Combining the raw energy of her earlier records with the pop experimentation of recent works, LYZZA blends various musical styles like baile funk and UK drill into a unique sound. As always, she’s involved in every part of the process, particularly showcasing her production skills. “This is my vanity project,” she says. “This is me doing me, to the fullest.”

LYZZA works with engineer James Ginzberg to balance her intense sound with compositional nuance. She admits, “I’m quite a maximalist. Sometimes it scares people. James helped find gaps to surprise with new thoughts and sounds.” Her voice is louder and clearer than ever, as shown in the EP opener, ‘Blackball,’ where she declares, “This ain’t no experiment / This is a lane / I’m gonna say what I wanna say.” It’s clear LYZZA has something important to share.

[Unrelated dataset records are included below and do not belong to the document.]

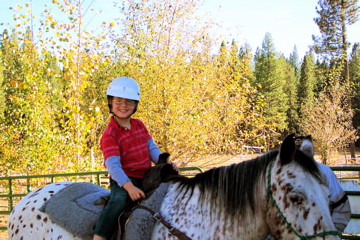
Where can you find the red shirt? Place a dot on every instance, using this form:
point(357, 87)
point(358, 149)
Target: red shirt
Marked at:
point(130, 144)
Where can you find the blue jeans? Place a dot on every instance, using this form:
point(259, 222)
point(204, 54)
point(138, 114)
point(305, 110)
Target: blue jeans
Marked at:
point(108, 218)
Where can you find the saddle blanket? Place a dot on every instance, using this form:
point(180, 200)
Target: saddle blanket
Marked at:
point(73, 208)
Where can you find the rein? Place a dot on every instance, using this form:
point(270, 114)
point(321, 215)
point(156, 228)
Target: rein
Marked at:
point(172, 230)
point(270, 197)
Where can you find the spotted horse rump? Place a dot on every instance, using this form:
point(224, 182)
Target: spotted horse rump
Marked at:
point(281, 193)
point(26, 221)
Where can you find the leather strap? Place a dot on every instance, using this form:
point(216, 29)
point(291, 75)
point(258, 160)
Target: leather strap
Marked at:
point(341, 201)
point(174, 231)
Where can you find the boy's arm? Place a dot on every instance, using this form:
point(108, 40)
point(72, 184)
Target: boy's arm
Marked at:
point(115, 170)
point(154, 151)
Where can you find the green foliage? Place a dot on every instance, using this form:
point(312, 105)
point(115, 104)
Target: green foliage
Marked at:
point(334, 16)
point(329, 120)
point(271, 79)
point(199, 96)
point(307, 86)
point(354, 69)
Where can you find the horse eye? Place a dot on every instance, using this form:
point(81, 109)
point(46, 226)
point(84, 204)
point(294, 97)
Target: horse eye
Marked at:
point(296, 200)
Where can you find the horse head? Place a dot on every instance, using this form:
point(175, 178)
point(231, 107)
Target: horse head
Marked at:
point(298, 196)
point(157, 174)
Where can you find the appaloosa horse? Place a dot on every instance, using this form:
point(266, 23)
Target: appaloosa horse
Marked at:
point(282, 193)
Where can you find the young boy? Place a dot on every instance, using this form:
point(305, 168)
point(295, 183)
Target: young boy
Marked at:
point(128, 150)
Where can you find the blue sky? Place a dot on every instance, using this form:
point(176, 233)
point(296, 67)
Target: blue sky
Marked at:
point(290, 22)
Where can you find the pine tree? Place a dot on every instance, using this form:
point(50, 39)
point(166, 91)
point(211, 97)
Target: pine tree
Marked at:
point(334, 16)
point(354, 69)
point(270, 78)
point(307, 85)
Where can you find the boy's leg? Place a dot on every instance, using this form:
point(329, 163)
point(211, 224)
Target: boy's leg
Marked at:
point(108, 219)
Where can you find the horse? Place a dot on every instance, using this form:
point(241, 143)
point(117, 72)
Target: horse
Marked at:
point(280, 193)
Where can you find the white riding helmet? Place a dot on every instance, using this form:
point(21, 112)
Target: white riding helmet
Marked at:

“I used to write about love a lot,” she reflects. “This is the first time I’m writing about everything but that.” Inspired by the concept of ‘umwelt,’ she builds four sound worlds of resistance based on her experiences with broken systems. On ‘Blackball,’ she tackles the challenges of being a Black artist. “People want a part of you, but not all of you,” she says, criticizing style-biters and nepotism.

On ‘Too Slow,’ LYZZA blends pitch-shifted vocals, rap, and drill bass in a furious message about rejecting scene politics. ‘90210’ turns experiences at Los Angeles border control into a fever dream with club music, post-punk distortion, and fierce vocals. ‘Swallow’ rages against gender discrimination and expectations to conform, promoting vulnerability and emotional presence.

“Vulnerability is such a beautiful thing. The music industry forces people to ignore that,” she says. SUBSTATE encourages listeners to stand up and speak out. “I want to be on record, literally.”

Chasing connection, LYZZA has been building her world through music. From uploading music online at 16 to playing clubs internationally, she aims to create safe and inclusive spaces. Her collaborations with artists like Mykki Blanco and SOPHIE, and performances at major festivals, highlight her dedication to music that breaks boundaries and supports her community.